Transporters: Water - Aquaporin channels Glucose - GLUT1 proteins Amino acids - 3 transporters Electrolytes - Specific mechanisms
Lipophilic molecules CAN cross the BBB.
What are CVOs?
Circumventricular Organs
In some places in the brain, it is necessary for capillaries to lack BBB properties – i.e. pituitary gland.
These capillaries are often fenestrated and are present as the CVOs often need to sample blood or secrete into the blood itself.
E.G. Posterior pituitary secretes, Area Postrema samples blood.
What is the clinical importance of the BBB?
Many therapeutic drugs cannot access the brain whereas many access the brain too readily and can cause adverse effects so it must be monitored.
In treatment of allergies, “old-fashioned” H1-channel blockers are hydrophobic and so would cross the BBB and cause drowsiness (as histamine is a drug that keeps you alert).
Second-generation antihistamines are now polar and so do not cross the BBB so no drowsiness.
How does the BBB affect the treatment of Parkinson’s Disease?

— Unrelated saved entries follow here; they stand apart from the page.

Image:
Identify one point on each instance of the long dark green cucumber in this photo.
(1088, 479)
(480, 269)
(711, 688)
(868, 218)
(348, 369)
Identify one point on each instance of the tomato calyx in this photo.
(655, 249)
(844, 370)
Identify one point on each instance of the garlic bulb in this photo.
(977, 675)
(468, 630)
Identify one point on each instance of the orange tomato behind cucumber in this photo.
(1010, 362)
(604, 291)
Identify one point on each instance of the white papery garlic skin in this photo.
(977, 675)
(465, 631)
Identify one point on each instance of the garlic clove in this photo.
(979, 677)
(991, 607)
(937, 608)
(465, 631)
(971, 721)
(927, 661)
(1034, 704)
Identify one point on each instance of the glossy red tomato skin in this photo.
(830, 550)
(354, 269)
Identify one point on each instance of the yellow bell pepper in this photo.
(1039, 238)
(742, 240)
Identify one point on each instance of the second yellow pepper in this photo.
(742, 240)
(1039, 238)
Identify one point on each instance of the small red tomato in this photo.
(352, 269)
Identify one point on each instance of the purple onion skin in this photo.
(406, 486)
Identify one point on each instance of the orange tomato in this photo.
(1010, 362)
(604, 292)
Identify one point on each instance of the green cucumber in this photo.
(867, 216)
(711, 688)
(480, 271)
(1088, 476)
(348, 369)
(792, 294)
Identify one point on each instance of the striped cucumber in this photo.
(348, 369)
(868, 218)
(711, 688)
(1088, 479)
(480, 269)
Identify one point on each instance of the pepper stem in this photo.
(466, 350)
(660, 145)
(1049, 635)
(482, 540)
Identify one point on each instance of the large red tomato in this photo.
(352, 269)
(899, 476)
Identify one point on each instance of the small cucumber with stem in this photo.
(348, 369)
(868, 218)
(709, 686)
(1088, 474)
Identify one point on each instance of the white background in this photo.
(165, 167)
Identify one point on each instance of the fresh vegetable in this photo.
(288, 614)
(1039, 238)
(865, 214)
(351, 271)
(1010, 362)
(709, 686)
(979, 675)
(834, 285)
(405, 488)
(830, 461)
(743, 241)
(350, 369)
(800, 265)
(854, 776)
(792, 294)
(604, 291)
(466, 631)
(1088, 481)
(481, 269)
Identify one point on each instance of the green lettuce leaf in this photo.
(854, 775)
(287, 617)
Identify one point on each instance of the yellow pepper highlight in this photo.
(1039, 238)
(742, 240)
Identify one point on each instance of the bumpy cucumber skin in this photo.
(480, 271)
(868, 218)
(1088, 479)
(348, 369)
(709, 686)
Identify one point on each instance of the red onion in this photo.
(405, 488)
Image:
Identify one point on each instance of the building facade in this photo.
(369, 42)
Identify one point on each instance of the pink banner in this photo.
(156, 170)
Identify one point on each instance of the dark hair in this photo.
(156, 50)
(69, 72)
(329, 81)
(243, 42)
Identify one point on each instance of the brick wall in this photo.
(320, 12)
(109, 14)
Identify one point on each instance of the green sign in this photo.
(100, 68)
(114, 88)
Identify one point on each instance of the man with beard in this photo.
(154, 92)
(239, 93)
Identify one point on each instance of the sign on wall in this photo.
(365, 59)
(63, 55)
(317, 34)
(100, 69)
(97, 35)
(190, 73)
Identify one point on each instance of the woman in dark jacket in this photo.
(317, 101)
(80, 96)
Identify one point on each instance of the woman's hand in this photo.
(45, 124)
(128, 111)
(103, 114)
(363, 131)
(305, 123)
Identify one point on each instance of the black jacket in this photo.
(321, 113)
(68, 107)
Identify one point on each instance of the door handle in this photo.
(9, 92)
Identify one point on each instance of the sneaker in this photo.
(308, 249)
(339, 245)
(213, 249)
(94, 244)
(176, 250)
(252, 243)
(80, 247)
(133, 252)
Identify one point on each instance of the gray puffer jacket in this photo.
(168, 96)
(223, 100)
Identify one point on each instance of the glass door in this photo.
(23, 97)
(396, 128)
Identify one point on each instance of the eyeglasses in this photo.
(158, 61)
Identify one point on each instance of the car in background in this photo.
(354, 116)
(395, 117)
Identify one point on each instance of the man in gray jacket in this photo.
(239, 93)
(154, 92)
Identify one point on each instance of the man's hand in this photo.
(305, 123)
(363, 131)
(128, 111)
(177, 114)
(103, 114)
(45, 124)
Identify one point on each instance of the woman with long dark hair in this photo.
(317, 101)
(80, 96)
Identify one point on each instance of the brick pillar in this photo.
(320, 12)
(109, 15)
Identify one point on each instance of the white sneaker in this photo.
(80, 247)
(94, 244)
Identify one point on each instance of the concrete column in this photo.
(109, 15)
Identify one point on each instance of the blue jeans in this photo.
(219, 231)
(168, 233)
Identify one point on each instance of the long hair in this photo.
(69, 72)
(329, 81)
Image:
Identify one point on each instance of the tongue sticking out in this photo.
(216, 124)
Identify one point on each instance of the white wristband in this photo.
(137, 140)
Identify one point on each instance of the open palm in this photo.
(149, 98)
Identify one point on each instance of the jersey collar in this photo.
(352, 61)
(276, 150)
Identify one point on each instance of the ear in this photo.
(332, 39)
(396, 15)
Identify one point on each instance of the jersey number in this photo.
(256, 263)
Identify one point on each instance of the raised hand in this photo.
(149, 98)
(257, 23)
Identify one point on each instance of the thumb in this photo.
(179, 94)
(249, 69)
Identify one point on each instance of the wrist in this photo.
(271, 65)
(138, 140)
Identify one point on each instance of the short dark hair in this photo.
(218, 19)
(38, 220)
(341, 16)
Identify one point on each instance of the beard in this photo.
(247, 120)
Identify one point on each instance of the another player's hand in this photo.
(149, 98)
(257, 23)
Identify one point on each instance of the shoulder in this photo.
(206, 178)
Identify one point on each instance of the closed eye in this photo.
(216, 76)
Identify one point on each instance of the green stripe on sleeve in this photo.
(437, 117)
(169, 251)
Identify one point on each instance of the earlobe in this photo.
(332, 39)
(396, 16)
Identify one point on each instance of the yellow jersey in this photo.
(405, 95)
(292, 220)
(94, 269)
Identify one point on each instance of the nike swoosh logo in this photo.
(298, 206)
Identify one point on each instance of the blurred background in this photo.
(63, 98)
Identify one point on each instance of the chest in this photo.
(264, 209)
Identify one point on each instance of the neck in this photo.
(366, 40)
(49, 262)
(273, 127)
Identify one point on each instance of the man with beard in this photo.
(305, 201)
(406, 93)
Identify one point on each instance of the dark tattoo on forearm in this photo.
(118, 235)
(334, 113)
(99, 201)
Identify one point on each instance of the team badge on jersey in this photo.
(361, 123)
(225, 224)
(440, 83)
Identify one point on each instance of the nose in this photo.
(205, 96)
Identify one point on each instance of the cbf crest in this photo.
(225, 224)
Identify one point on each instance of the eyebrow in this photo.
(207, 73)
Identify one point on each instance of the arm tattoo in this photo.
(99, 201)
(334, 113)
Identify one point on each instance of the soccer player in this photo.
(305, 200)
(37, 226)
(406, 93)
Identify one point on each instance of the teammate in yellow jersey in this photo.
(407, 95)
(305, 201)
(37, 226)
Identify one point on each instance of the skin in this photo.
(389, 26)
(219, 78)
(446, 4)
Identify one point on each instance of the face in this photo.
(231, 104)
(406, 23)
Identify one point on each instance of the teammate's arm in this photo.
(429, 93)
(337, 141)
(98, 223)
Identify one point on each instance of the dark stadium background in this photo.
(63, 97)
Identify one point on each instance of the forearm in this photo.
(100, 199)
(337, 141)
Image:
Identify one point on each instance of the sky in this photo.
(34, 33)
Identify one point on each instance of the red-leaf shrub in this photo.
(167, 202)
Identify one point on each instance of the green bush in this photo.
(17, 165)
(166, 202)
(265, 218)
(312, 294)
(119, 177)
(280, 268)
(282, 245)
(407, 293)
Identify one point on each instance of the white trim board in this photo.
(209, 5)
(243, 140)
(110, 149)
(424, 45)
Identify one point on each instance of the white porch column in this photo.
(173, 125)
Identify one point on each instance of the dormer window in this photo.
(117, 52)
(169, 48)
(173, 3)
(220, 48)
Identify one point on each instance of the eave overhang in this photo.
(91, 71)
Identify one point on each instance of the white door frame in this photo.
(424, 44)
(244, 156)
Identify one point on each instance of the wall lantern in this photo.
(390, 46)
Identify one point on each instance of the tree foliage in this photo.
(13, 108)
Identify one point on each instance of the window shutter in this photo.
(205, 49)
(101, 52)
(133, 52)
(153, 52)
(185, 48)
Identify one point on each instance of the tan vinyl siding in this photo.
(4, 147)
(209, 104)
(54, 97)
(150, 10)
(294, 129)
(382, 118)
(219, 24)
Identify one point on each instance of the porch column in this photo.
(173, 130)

Raising dopamine levels in the brain is important in treating Parkinson’s disease but it cannot cross the BBB and so cannot be given peripherally.
L-DOPA can cross the BBB (converted to dopamine by DOPA decarboxylase) but circulating L-DOPA is broken down in the body peripherally so co-administration of DOPA-decarboxylase inhibitor (Carbidopa) is necessary so L-DOPA can cross the BBB (Carbidopa does NOT cross the BBB).